Perspectives was first published by the Princeton University Press, initially supported by the Fromm Music Foundation. The first issue was favorably reviewed in the Journal of Music Theory, which observed that Berger and Boretz had produced "a first issue which sustains such a high quality of interest and cogency among its articles that one suspects the long delay preceding the yet-unborn Spring 1963 issue may reflect a scarcity of material up to their standard".

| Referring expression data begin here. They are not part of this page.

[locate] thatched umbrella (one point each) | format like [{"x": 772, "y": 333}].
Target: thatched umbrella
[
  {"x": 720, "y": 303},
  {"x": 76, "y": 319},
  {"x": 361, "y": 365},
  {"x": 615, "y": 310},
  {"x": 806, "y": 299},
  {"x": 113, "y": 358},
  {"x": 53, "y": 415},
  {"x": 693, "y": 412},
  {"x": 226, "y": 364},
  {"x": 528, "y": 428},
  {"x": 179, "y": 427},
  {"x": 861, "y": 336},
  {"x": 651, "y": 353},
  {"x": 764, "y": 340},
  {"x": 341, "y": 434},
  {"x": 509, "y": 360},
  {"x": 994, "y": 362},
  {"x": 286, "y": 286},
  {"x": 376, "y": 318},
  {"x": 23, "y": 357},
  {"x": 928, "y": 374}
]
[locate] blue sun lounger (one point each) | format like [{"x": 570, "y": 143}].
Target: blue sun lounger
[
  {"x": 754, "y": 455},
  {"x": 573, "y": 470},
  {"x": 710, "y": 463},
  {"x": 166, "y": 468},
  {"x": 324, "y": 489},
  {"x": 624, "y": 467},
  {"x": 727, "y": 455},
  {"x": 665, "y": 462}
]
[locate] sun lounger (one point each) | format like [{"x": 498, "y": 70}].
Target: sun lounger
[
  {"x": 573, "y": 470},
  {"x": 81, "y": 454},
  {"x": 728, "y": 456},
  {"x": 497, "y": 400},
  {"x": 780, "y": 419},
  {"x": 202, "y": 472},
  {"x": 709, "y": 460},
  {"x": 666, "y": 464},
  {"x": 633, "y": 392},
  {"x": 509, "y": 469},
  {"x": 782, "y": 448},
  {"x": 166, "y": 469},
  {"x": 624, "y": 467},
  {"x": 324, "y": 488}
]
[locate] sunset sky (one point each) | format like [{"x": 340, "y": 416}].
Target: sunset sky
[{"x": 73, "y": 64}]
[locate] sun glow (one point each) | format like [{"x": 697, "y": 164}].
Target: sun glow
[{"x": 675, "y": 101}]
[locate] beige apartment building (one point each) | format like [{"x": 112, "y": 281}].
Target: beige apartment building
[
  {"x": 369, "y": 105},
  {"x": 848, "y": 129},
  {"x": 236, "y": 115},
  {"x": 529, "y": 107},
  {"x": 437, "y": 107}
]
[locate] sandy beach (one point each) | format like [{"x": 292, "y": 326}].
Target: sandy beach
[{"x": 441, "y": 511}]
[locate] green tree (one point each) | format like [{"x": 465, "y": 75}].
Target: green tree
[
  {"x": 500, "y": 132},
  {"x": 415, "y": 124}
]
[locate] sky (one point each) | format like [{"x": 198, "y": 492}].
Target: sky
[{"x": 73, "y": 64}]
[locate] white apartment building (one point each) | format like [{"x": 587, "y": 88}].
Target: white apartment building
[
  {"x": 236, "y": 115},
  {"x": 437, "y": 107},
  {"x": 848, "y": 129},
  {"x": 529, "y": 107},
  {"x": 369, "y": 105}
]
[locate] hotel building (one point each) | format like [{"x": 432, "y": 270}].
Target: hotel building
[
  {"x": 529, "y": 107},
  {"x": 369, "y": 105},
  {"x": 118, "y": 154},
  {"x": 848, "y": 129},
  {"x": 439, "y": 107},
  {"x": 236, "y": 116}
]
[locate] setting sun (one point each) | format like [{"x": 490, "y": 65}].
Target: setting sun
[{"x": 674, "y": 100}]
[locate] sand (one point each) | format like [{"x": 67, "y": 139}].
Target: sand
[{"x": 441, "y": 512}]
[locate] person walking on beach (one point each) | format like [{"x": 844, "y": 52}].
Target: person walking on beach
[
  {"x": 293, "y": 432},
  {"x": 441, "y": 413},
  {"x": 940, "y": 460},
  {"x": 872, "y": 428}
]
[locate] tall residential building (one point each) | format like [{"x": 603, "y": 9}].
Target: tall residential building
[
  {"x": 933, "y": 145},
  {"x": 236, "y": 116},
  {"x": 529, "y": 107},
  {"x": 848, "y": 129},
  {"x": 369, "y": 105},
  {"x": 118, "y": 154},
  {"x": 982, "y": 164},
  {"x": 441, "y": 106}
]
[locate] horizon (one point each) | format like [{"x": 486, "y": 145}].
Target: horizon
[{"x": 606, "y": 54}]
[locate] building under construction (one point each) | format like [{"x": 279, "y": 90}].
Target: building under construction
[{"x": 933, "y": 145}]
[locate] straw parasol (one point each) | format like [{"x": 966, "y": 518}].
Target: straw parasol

However, as the journal's editorial "perspective" coalesced, Fromm became—in the words of David Gable—disenchanted with the "exclusive viewpoint [that] came to dominate" it. "However intrinsically valuable the kinds of analytic approaches that came to typify it may [have been], Perspectives [became] in essence a highly specialized theory journal for contemporary music. For a decade, Fromm and certain members of the advisory board attempted to broaden the journal's scope, and when the editorial board ... refused to return to the original conception, Fromm withdrew his funding in 1972.
 When Fromm discontinued his support, Perspectives of New Music formed an independent corporation, which has continued its publication.

Boretz edited the journal from 1962 through 1983, with co-editors Berger (1962–1964), Edward T. Cone (1968–1972), and Elaine Barkin (1972–1983). John Rahn was editor from 1983 until 1993, and Boretz again in 1994/95. From 1995 until 2000, there was a group of five editors: Joseph Dubiel, Marion Guck, Marianne Kielian-Gilbert, Andrew Mead, and Stephen Peles. Musicologist Jerome Kohl was the journal's managing editor from 1985 to 1999. After another term by Boretz and Rahn with Robert Morris, the current editors are Clifton Callendar and Chris Stover.